Floor / pinned floor
A built-in minimum decision the engine enforces on dangerous lanes. A policy may tighten a floor but can never allow-without-approval a floored lane; one that tries fails at policy load with a [FLOOR_BYPASS] error naming the offending rule and verb. See Pinned floors.
Inclusion proof
A Merkle proof that a specific receipt is present in the transparency log at a given tree size, checkable without the rest of the log. See Transparency log.
Operator
The party that runs the agent and holds the operator signing key. The operator signs every receipt; an L0 receipt is operator-signed only.
Operator (condition operator)
The comparison inside a condition, one of five: gt, lt, eq, contains, and regex. Written as the opfield of a rule’s condition. See Conditions & operators.
Operator key
The Ed25519 key the operator signs receipts with.
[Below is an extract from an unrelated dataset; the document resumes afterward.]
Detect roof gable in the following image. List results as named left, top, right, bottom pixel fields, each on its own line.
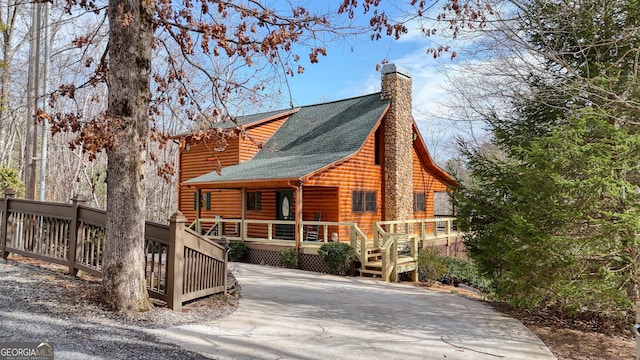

Its public half appears as the receipt’s agent_identity and in the operator signature entry, so a verifier can check the signature offline.
Policy
Your heso.toml file: an ordered list of [[rule]] blocks that decide what happens to each action. It is first-match-wins, and when no rule matches the default decision is allow. See Policy & decisions.
Quorum (k-of-n)
A human gate that needs k of n approvers (say 2 of 3) instead of one. It is still L1, carried in a multi_approval block with a threshold, a roster of eligible keys, and per-approver records. Fewer than threshold verified legs fails with ThresholdNotMet. See Trust levels.
Redaction
Keeping sensitive fields off HESO’s servers by removing or committing to them before the receipt is signed. Two modes: destructive drops the value entirely; commit-and-reveal replaces it with a commitment you can later reveal and check. See Redaction.
Rule
One [[rule]] block in a policy. It carries an id, an order, an enabled flag, a subject, a verb, a scope, conditions, a decision, and (when it routes to a human) approvers and an SLA. It fires only when its subject, verb, scope, and every condition all match.
Scope
The host a rule applies to, written as a host glob or * for any host. One of the four things a rule matches on, alongside subject, verb, and conditions.
SLA
The sla_minutes field on a rule that routes to a human: how long a routed action may wait for a decision before it is treated as overdue.
Subject
Who an action belongs to, the first thing a rule matches on. Written as { kind = "any" } to match every agent, or pinned to a workflow or account with { kind = "...", value = "..." }.
Suspend / resume
How L1 approval works out of band. A gated action that routes to a human suspends instead of running and raises SuspendedError carrying its action_hash. You resume later with heso.resume(action_hash) and finalize once a decision exists. See Human approval.
Time anchor (trusted time)
An optional RFC-3161 timestamp (time_anchor) that binds when a receipt’s body existed. It is off by default; without it captured_atis the operator’s own clock (informational, not authoritative). A present anchor that does not verify fails with TimeAnchorUnverifiable; when policy marks trusted time required, an absent anchor fails with AnchorRequired.
Transparency log (RFC-6962)
An RFC-6962 Merkle tree over the receipt log. It produces inclusion and consistency proofs without revealing the rest of the log. See Transparency log.
Trust level (L0 / L1)
How strongly a receipt is attested. L0 is operator-signed only; L1adds an authorized human’s co-signature, either a single approver or a k-of-n quorum (both re-derive to L1, not higher). Trust is re-derived on every verify from the signatures that actually pass; a receipt claiming more than its signatures support fails with TrustLevelMismatch. See Trust levels.
Verb
The kind of an action, one of the seven fixed verbs. The verb is part of what a rule matches on. See Actions & verbs.
Verdict
The result of verifying a receipt. The verifier stops at the first gate that fails and returns a tag such as Valid, HashMismatch, InvalidSignature, or TrustLevelMismatch. See Verdicts.